Wartawan Senior: Pesimis Membersihkan Polri Siapapun Kapolrinya

Catatan: Naniek S Deyang (Eks Wartawan Senior Investigasi)*

Gak sengaja saya nonton tayangan yang memperlihatkan dalam rumah Sambo yang demikian mewah. Di sebuah lorong dibuat etalase untuk menaruh tas-tas mahal dan mewah.

Etalasenya sangat besar, kiri-kanan dimana di dalamnya terpajang tas-tas branded dengan diberi lampu pada setiap kotaknya. Persis sepeti di butik-butik papan atas.

Baru dua tahun jadi Kadiv Propam, di salah satu rumahnya di Saguling rumah Sambo sangat mewah dan penuh barang-barang mahal. Belum lagi di empat rumah pribadi lainnya.

Saya tercenung sangat lama, bahkan cenderung tidak menemukan solusi, bagaimana membersihkan lembaga kepolisian, bila oknum Jenderal (mungkin oknum banyak) berlaku justru bukan menegakkan hukum tapi menjadi pelanggar hukum.

Dulu berpikir Kapolri bisa mengatasi ini?
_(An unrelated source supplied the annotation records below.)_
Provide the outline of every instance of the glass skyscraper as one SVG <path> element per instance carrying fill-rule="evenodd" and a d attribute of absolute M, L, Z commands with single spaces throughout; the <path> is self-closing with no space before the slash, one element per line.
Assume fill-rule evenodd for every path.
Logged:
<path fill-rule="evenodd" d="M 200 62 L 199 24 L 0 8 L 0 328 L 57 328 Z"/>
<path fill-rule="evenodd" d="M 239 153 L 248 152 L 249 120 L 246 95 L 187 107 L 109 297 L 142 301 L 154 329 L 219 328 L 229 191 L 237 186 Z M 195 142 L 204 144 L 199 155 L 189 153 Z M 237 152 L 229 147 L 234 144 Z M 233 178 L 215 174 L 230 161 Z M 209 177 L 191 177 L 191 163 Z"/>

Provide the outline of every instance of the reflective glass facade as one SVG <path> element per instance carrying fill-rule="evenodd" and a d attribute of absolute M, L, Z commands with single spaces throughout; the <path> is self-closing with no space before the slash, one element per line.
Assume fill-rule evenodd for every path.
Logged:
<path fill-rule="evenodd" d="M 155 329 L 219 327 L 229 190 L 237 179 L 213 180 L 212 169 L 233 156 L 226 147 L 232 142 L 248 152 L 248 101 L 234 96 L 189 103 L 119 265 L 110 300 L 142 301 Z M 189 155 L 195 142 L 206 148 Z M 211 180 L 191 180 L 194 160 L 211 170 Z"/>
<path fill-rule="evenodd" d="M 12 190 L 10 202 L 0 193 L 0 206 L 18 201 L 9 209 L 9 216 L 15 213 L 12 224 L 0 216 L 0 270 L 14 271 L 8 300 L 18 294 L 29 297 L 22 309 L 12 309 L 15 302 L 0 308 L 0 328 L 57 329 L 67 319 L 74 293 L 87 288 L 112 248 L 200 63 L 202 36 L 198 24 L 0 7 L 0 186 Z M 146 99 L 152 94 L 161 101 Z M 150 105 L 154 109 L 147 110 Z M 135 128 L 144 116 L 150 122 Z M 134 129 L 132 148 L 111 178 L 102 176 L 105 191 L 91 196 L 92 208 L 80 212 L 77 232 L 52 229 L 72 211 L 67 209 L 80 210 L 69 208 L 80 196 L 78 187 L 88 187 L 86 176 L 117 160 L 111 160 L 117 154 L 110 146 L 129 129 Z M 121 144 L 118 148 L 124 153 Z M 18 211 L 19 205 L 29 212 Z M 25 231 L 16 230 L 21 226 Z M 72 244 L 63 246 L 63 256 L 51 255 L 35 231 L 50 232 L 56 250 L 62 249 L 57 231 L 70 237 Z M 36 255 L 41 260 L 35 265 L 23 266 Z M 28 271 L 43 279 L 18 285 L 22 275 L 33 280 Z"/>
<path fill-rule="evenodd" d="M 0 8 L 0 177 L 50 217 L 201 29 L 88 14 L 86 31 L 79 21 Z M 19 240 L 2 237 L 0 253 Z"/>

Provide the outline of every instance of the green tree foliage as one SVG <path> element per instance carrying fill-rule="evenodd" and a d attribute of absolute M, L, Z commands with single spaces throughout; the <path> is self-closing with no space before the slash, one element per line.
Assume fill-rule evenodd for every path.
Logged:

Tapi melihat perkembangan dalam kasus Sambo, mereka yang ada di Satgassus dengan segala perannya dll, mohon maaf saya gak yakin seorang Kapolri, bahkan mau Kapolrinya siapapun rasanya sulit untuk menegakkan benang basah di tubuh Kepolisian Republik Indonesia.

Bagus juga usulan Pak Dahlan Iskan, struktur kepolisian di Indonesia, jangan ada Kapolri dan Kapolda, status tertinggi Kapolres saja. Tiap Kapolres punya otoritas penuh di wilayahnya. Nah siapa yang memilih Kapolres, tinggal induk yang memayungi, bisa Depdagri, Kemhan, Panglima TNI , atau Menkumham. (Atau dipilih langsung oleh rakyat seperti usul Dahlan Iskan meniru Kepolisian di AS -red).